A large crowd gathered in Wellesley village Saturday for the grand opening of Erbhaven Trails. Eva Erb, whose family donated the parcel of land, cut the ribbon to make it official at the site, which bears a memorial plaque dedicated to her late husband. [Veronica Reiner / The Observer]

A large crowd gathered in Wellesley village Saturday to celebrate the grand opening of a new trail system named after a local family. ErbHaven Trails, located behind the township fire hall on Queen’s Bush Road, is now officially open to the public.

At the ribbon-cutting ceremony, speeches were delivered by Sandy Erb, whose family donated part of the trail space, Wellesley Mayor Joe Nowak, regional chair Karen Redman, and Matthew Stubbings on behalf of Kitchener-Conestoga MPP Mike Harris.

“We thought it was very fitting to donate the woodlot for people to use for walking because when my dad retired, he joined my mother in walking Hutchison Road every day,” said Erb.

“Many of you probably remember seeing him walking and waving and smiling at you.

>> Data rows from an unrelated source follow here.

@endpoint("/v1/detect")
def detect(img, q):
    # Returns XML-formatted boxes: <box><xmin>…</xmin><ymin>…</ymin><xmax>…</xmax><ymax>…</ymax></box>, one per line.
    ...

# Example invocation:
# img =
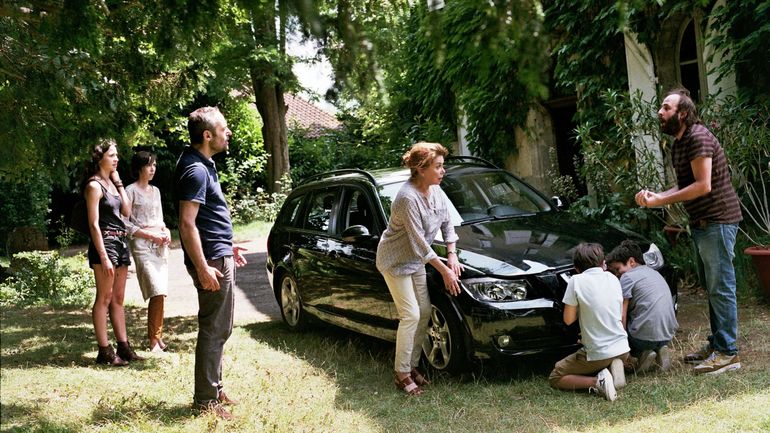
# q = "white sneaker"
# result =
<box><xmin>593</xmin><ymin>368</ymin><xmax>618</xmax><ymax>401</ymax></box>
<box><xmin>657</xmin><ymin>346</ymin><xmax>671</xmax><ymax>371</ymax></box>
<box><xmin>692</xmin><ymin>350</ymin><xmax>741</xmax><ymax>375</ymax></box>
<box><xmin>610</xmin><ymin>358</ymin><xmax>626</xmax><ymax>389</ymax></box>
<box><xmin>636</xmin><ymin>350</ymin><xmax>657</xmax><ymax>374</ymax></box>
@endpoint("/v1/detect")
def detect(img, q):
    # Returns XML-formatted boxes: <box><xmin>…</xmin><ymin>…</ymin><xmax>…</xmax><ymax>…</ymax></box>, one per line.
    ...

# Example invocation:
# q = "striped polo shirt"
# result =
<box><xmin>671</xmin><ymin>123</ymin><xmax>743</xmax><ymax>224</ymax></box>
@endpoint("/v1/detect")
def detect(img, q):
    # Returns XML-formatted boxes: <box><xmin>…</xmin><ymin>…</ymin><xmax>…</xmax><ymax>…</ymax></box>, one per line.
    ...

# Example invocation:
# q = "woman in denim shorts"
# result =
<box><xmin>82</xmin><ymin>140</ymin><xmax>143</xmax><ymax>366</ymax></box>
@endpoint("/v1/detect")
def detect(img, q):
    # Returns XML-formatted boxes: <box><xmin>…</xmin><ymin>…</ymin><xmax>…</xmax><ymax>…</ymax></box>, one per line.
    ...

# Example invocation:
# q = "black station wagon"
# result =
<box><xmin>267</xmin><ymin>157</ymin><xmax>676</xmax><ymax>373</ymax></box>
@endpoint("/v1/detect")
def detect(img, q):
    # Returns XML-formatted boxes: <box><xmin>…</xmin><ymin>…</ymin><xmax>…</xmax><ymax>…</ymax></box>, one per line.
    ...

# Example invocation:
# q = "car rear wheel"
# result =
<box><xmin>281</xmin><ymin>274</ymin><xmax>307</xmax><ymax>330</ymax></box>
<box><xmin>422</xmin><ymin>298</ymin><xmax>468</xmax><ymax>374</ymax></box>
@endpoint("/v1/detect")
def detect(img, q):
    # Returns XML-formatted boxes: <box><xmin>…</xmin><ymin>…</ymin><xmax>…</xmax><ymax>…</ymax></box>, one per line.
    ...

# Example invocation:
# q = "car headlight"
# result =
<box><xmin>643</xmin><ymin>244</ymin><xmax>666</xmax><ymax>270</ymax></box>
<box><xmin>463</xmin><ymin>279</ymin><xmax>527</xmax><ymax>302</ymax></box>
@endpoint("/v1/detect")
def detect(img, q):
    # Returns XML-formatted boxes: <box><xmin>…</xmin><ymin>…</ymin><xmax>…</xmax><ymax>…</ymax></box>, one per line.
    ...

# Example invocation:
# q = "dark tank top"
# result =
<box><xmin>96</xmin><ymin>181</ymin><xmax>126</xmax><ymax>232</ymax></box>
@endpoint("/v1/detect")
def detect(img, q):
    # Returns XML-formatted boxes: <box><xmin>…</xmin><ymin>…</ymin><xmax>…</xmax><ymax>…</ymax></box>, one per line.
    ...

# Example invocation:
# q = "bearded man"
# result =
<box><xmin>635</xmin><ymin>88</ymin><xmax>742</xmax><ymax>374</ymax></box>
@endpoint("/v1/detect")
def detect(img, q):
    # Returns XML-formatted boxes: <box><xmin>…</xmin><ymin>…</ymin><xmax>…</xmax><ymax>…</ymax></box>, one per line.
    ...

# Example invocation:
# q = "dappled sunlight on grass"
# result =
<box><xmin>0</xmin><ymin>296</ymin><xmax>770</xmax><ymax>433</ymax></box>
<box><xmin>556</xmin><ymin>389</ymin><xmax>770</xmax><ymax>433</ymax></box>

We thought it was very fitting to have a walking trail named after him to remember him by.”

The township acquired the space back in September 2016 when 32 acres was purchased from the family of the late Earl E. Erb, and the Erb family donated another eight acres. The land was originally a dairy farm called “ErbHaven Holsteins.”

A bronze plaque placed on top of a rock is situated at the head of the trail to honour his memory – 1940-2015. The wording on the plate, funded by the family, features a passage from the Bible.

Before being converted into a public trail, the space had been in the Erb family for three generations. Earl and his wife Eva Erb purchased the property back in 1964. Elmer and Vera Erb lived there prior to that, having purchased the property from Vera’s mother back in 1940.

“Whenever I go to New York City and I walk through Central Park, I think that the reason people today can embrace the outdoors and nature is because of the vision of those who came before them,” said Redman.

Wellesley Township funded the trailhead sign, along with the structure holding up the sign, at a cost of about $7,500. Nowak added that this grand opening is the first of many upcoming developments on the parcel of land.

“This is the first step in the development of the park. This is the first major event that’s happening here – additional trails can be added in the future, and planning is underway for the overall Wellesley Township recreation centre on this land,” said Nowak.

“An application is being made for provincial and federal funding in hopes of moving forward with this development.”

The trail can be found at 1401 Queen’s Bush Rd. in Wellesley. There is a trail started near the fire department parking lot that leads to the forested area. It is marked with a large “ErbHaven Trails” sign.